Final answer:
The estimated expected (mean) time for project completion is determined using statistical analysis of sample data, including average times and standard deviations. This estimation can inform planning and forecasting efforts in various contexts. Adequate sample sizes, variability, and distribution must be considered to produce reliable estimates.
Step-by-step explanation:
The estimated expected (mean) time for project completion is a metric that uses various samples and data points to estimate an average time frame for completing a given task or project. One specific example mentions the average servicing time for air conditioner units by technicians is approximately one hour with a standard deviation of one hour. For the planning of future tasks, it's suggested to budget an average of 1.1 hours per technician, though whether this is sufficient will depend on various factors such as the actual distribution of servicing times and potential outliers.
Another data point discussed is the mean work week for engineers at a startup. Here, an average of 60 hours is estimated, but survey data from 10 engineering friends yields times that range from 45 to 70 hours. This suggests some variability and that it may not be reliable to assume a significant deviation from the estimated 60 hours without further analysis.
In hypothesis testing, such as determining if the average length of time marathon runners have been running is likely 15 years, one would set up the null hypothesis to state there is no difference from the 15 years, and the alternative hypothesis would claim a significant difference from this value. The provided sample mean and standard deviation would then guide the statistical test to reach a conclusion.

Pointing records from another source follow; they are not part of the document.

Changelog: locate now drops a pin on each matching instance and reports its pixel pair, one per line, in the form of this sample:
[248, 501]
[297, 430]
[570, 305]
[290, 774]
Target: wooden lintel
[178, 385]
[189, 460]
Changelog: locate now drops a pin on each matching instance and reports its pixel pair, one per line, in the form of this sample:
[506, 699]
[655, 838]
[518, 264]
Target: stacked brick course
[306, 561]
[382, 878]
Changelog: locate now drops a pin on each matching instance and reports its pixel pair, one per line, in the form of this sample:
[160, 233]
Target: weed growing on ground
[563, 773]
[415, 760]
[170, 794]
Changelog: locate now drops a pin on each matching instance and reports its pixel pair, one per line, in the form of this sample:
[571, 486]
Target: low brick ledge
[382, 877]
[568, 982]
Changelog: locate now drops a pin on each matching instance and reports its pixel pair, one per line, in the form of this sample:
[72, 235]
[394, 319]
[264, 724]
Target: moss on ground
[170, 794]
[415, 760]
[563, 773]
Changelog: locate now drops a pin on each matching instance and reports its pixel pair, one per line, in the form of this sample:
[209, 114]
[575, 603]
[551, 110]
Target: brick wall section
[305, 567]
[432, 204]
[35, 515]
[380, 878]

Drawing on the provided examples and expanding the concept, it's clear that the mean expected time for project completion involves a statistical analysis of different measures, such as mean, standard deviation, and sample size to provide an informed estimate. Anomalies and unexpected results can impact these estimations, as can the probabilities associated with exceeding certain thresholds. Ultimately, this estimation aids in planning and forecasting within various business and engineering contexts.